Speaker
Description
Abstract
The growing integration of artificial intelligence (AI) technologies into language learning has transformed opportunities for independent speaking practice in EFL contexts. Despite increasing student engagement with AI-powered platforms, limited empirical research has examined how AI-supported learning relates to learners’ self-regulated learning (SRL) strategies and their speaking self-efficacy. This study explores the relationship between AI-supported SRL and speaking self-efficacy among Vietnamese EFL university students. Adopting a quantitative correlational design, the study surveyed approximately 100 undergraduate students at a private university in Vietnam. AI tools in this study refer to generative AI platforms and AI-powered speaking applications commonly used for idea development, feedback generation, and pronunciation support. Data were collected through two Likert-scale questionnaires measuring students’ engagement in AI-supported SRL strategies (e.g., goal setting, self-monitoring, and self-reflection) and their speaking self-efficacy beliefs.
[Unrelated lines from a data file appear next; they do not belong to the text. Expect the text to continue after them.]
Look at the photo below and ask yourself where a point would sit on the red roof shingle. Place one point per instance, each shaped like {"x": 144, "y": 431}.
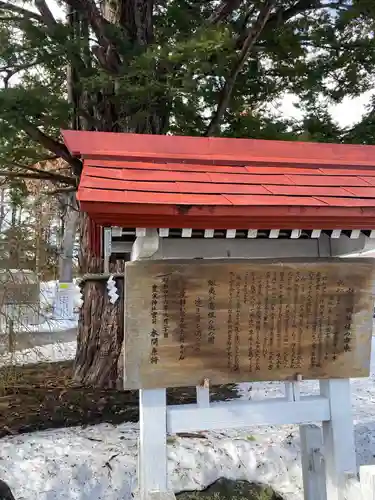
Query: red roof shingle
{"x": 164, "y": 181}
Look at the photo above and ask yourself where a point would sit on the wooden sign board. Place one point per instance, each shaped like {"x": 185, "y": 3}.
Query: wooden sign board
{"x": 231, "y": 321}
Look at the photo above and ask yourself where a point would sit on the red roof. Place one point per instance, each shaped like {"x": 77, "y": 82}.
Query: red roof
{"x": 134, "y": 180}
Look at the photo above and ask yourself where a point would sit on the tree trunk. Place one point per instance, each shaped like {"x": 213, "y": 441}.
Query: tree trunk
{"x": 101, "y": 326}
{"x": 68, "y": 240}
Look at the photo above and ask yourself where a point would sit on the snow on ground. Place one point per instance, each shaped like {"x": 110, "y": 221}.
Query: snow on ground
{"x": 99, "y": 462}
{"x": 49, "y": 320}
{"x": 50, "y": 353}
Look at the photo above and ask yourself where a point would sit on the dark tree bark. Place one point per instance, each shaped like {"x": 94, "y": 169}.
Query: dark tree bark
{"x": 101, "y": 326}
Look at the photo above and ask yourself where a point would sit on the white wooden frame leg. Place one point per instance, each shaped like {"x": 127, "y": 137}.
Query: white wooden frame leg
{"x": 152, "y": 452}
{"x": 203, "y": 396}
{"x": 338, "y": 438}
{"x": 152, "y": 472}
{"x": 312, "y": 461}
{"x": 367, "y": 484}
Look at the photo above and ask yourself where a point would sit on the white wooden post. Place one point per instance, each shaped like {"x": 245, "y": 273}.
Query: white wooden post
{"x": 313, "y": 466}
{"x": 203, "y": 396}
{"x": 152, "y": 473}
{"x": 338, "y": 438}
{"x": 367, "y": 482}
{"x": 152, "y": 458}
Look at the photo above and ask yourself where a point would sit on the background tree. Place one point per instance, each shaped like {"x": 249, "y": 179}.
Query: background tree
{"x": 195, "y": 67}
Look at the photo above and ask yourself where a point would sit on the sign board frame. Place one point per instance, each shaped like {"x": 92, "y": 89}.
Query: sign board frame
{"x": 229, "y": 320}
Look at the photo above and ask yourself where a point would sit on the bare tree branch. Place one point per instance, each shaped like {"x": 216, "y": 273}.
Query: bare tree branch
{"x": 47, "y": 173}
{"x": 250, "y": 40}
{"x": 27, "y": 14}
{"x": 47, "y": 176}
{"x": 226, "y": 8}
{"x": 97, "y": 21}
{"x": 46, "y": 14}
{"x": 56, "y": 147}
{"x": 63, "y": 190}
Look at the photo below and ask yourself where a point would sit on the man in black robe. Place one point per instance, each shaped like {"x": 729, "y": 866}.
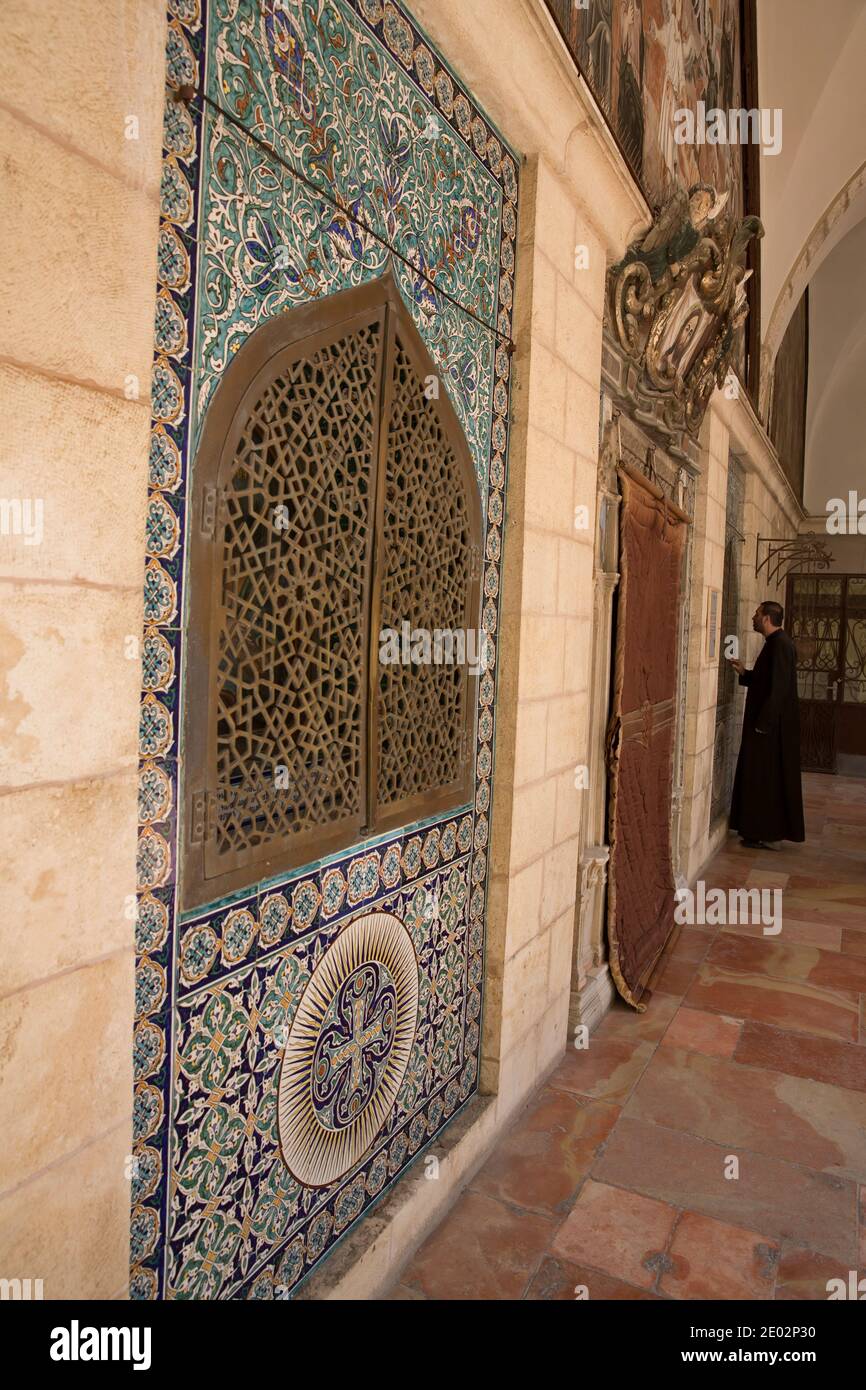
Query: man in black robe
{"x": 768, "y": 801}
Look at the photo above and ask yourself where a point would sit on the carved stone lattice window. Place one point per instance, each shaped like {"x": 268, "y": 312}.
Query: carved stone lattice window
{"x": 332, "y": 502}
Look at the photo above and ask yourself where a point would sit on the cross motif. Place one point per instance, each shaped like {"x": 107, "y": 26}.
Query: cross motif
{"x": 360, "y": 1039}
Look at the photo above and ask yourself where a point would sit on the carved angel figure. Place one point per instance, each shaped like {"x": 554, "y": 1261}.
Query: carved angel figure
{"x": 674, "y": 235}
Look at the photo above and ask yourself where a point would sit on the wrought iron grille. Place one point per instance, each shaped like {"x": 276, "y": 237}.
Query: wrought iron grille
{"x": 334, "y": 499}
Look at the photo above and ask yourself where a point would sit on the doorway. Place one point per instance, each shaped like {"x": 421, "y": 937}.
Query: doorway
{"x": 827, "y": 622}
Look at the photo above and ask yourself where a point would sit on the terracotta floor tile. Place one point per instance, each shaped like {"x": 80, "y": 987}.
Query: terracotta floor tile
{"x": 483, "y": 1251}
{"x": 766, "y": 879}
{"x": 626, "y": 1023}
{"x": 712, "y": 1260}
{"x": 711, "y": 1033}
{"x": 754, "y": 1109}
{"x": 798, "y": 933}
{"x": 781, "y": 961}
{"x": 834, "y": 912}
{"x": 606, "y": 1070}
{"x": 783, "y": 1200}
{"x": 617, "y": 1232}
{"x": 786, "y": 1002}
{"x": 691, "y": 945}
{"x": 544, "y": 1159}
{"x": 802, "y": 1275}
{"x": 822, "y": 1059}
{"x": 559, "y": 1279}
{"x": 673, "y": 977}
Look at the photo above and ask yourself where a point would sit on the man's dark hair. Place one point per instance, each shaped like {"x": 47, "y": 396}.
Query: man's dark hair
{"x": 774, "y": 612}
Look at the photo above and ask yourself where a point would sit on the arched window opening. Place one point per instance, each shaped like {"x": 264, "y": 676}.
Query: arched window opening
{"x": 334, "y": 597}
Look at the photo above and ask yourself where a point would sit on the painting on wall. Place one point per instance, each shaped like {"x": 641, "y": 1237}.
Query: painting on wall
{"x": 310, "y": 146}
{"x": 645, "y": 60}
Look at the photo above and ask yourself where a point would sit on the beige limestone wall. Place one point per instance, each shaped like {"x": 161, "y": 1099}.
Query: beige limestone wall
{"x": 548, "y": 616}
{"x": 81, "y": 203}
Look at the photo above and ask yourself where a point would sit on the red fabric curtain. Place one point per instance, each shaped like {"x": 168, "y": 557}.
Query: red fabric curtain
{"x": 641, "y": 733}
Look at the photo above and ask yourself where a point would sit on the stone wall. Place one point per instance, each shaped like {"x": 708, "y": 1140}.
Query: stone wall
{"x": 81, "y": 131}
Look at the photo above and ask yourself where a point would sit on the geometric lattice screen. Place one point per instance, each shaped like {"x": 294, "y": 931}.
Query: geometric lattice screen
{"x": 334, "y": 499}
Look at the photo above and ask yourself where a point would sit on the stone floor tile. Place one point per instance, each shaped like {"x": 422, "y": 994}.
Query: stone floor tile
{"x": 754, "y": 1109}
{"x": 822, "y": 1059}
{"x": 559, "y": 1279}
{"x": 698, "y": 1032}
{"x": 711, "y": 1260}
{"x": 483, "y": 1251}
{"x": 606, "y": 1070}
{"x": 617, "y": 1232}
{"x": 783, "y": 1200}
{"x": 786, "y": 1002}
{"x": 804, "y": 1275}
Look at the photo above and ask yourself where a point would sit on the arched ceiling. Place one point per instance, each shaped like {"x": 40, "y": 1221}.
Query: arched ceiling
{"x": 836, "y": 412}
{"x": 812, "y": 66}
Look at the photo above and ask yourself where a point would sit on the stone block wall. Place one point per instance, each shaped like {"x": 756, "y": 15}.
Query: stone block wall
{"x": 81, "y": 134}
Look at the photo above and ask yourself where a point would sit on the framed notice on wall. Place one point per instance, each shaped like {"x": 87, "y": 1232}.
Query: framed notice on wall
{"x": 713, "y": 610}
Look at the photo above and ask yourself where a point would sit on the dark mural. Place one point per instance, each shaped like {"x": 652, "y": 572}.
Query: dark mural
{"x": 647, "y": 59}
{"x": 788, "y": 412}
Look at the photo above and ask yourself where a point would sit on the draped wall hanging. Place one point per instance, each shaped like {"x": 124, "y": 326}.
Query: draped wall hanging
{"x": 641, "y": 733}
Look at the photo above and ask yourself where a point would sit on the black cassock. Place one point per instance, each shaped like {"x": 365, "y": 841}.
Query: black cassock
{"x": 768, "y": 801}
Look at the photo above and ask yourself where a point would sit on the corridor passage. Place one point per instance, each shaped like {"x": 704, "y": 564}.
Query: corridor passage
{"x": 713, "y": 1147}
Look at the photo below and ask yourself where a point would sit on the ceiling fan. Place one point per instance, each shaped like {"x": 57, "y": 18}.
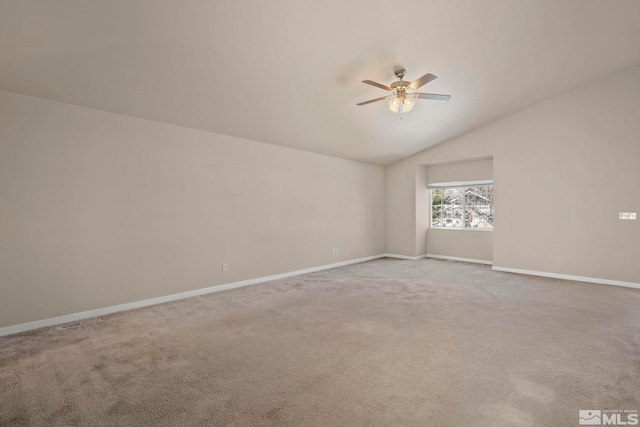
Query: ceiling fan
{"x": 402, "y": 94}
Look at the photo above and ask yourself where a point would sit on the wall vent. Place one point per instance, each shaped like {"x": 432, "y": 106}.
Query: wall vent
{"x": 80, "y": 323}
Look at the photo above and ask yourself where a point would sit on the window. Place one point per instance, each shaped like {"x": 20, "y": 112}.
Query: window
{"x": 460, "y": 206}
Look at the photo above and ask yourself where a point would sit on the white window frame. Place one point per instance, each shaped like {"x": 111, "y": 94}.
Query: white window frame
{"x": 456, "y": 184}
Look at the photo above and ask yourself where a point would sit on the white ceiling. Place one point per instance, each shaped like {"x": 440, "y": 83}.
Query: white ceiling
{"x": 288, "y": 72}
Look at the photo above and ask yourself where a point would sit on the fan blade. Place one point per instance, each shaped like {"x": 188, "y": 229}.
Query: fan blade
{"x": 381, "y": 86}
{"x": 422, "y": 81}
{"x": 434, "y": 96}
{"x": 372, "y": 100}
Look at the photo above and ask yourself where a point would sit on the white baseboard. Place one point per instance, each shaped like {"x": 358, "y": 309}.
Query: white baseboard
{"x": 412, "y": 258}
{"x": 568, "y": 277}
{"x": 14, "y": 329}
{"x": 455, "y": 258}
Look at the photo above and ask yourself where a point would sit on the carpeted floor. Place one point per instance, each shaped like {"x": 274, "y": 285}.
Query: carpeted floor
{"x": 382, "y": 343}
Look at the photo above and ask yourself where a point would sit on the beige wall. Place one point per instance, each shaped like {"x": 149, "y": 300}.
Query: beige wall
{"x": 99, "y": 209}
{"x": 471, "y": 244}
{"x": 562, "y": 171}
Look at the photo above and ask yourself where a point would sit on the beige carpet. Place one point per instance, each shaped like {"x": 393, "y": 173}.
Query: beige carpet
{"x": 382, "y": 343}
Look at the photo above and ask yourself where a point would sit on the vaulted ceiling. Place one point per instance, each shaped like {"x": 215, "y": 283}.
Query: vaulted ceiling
{"x": 288, "y": 72}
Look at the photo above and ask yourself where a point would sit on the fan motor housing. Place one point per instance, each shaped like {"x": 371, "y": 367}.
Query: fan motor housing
{"x": 399, "y": 84}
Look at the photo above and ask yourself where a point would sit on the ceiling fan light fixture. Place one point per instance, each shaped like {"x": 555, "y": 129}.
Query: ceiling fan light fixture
{"x": 394, "y": 104}
{"x": 407, "y": 104}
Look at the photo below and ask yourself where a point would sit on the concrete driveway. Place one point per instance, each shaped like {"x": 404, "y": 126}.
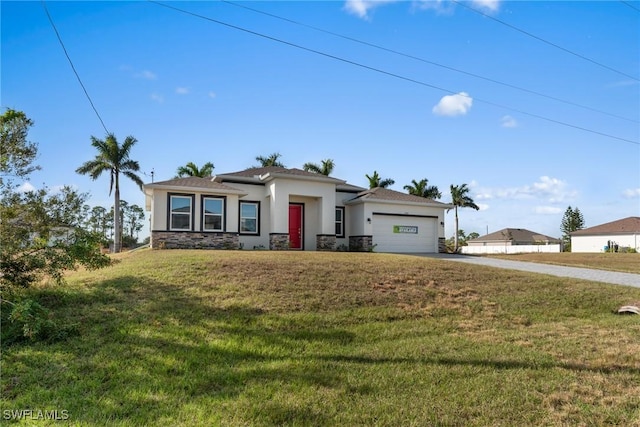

Descriptive statistics, reliability analysis, and Pearson correlation analysis were conducted using SPSS. The findings reveal a significant positive relationship between AI-supported SRL and speaking self-efficacy. Students who demonstrated greater self-regulatory engagement when using AI tools reported stronger confidence in their speaking performance. The study highlights the potential of AI-supported learning environments to foster learner autonomy and enhance psychological readiness for speaking in EFL contexts.
Keywords: Artificial intelligence in language learning; AI-supported self-regulated learning; speaking self-efficacy; EFL higher education; learner autonomy.